Two different expressions of Jaynes-Cummings Hamiltonian

[ZhangBUPT]

Hi, I have a question about two different expressions of Jaynes-Cummings Hamiltonian

$H=\Delta_c a^{\dagger}a+\Delta_a \sigma_{+} \sigma_{-} +<br /> g (a^{\dagger}\sigma_{-} +a\sigma_{+} )$

and

$H=\Delta_c a^{\dagger}a+\Delta_a \sigma_{+} \sigma_{-} +i<br /> g (a^{\dagger}\sigma_{-} -a\sigma_{+} )$.$(\hbar=1)$

I read them from different papers and books.

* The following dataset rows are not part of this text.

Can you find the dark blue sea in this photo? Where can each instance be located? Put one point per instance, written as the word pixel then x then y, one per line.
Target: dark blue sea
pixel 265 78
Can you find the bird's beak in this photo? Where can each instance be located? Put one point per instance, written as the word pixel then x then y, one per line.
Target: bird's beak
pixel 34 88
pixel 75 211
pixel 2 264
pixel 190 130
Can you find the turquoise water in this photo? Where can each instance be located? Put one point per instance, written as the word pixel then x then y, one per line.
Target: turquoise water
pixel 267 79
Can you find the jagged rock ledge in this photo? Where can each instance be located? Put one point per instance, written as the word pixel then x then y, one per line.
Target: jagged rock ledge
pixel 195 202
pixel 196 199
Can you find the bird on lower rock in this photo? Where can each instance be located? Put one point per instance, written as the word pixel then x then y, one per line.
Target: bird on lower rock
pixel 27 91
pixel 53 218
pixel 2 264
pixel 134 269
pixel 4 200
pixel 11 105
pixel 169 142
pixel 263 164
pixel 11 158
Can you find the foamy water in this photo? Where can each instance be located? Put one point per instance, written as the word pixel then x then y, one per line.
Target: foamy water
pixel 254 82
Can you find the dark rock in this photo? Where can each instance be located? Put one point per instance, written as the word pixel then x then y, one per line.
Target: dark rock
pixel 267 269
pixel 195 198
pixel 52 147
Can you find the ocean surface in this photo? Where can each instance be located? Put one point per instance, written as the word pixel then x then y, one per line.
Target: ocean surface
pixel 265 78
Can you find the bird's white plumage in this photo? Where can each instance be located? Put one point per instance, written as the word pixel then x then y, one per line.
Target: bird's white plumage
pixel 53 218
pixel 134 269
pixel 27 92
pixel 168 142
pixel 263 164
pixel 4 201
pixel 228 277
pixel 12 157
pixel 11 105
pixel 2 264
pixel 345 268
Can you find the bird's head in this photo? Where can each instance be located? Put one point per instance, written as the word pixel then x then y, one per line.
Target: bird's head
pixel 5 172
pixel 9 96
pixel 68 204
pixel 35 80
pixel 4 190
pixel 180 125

Why are they equal, and how to derive one from another?
How to choose the appropriate expression when utilizing the Jaynes-Cummings Hamiltonian?

Thanks!

 

[Physics Monkey]

Suppose I took the first form and wrote $-i \tilde{a} = a$. How does the Hamiltonian look in terms of $\tilde{a}$?

 

[ZhangBUPT]

Suppose I took the first form and wrote $-i \tilde{a} = a$. How does the Hamiltonian look in terms of $\tilde{a}$?

Thanks for your answer. I can derive the second equantion using your transformation.
But in both expressions, $a$ and $a^{\dagger}$ are annihilation and creation operators, respectively, and they are real. Is the transformation still valid?

 

[Physics Monkey]

Why do you think "they are real"? It seems to me you need to go back and get some basics down first. For example, how does the creation operator evolve in time? How is it related to x and p variables in a harmonic oscillator or equivalently to the physical electromagnetic field?

 

[ZhangBUPT]

Why do you think "they are real"? It seems to me you need to go back and get some basics down first. For example, how does the creation operator evolve in time? How is it related to x and p variables in a harmonic oscillator or equivalently to the physical electromagnetic field?

Thank you very much! And I'll figure it out.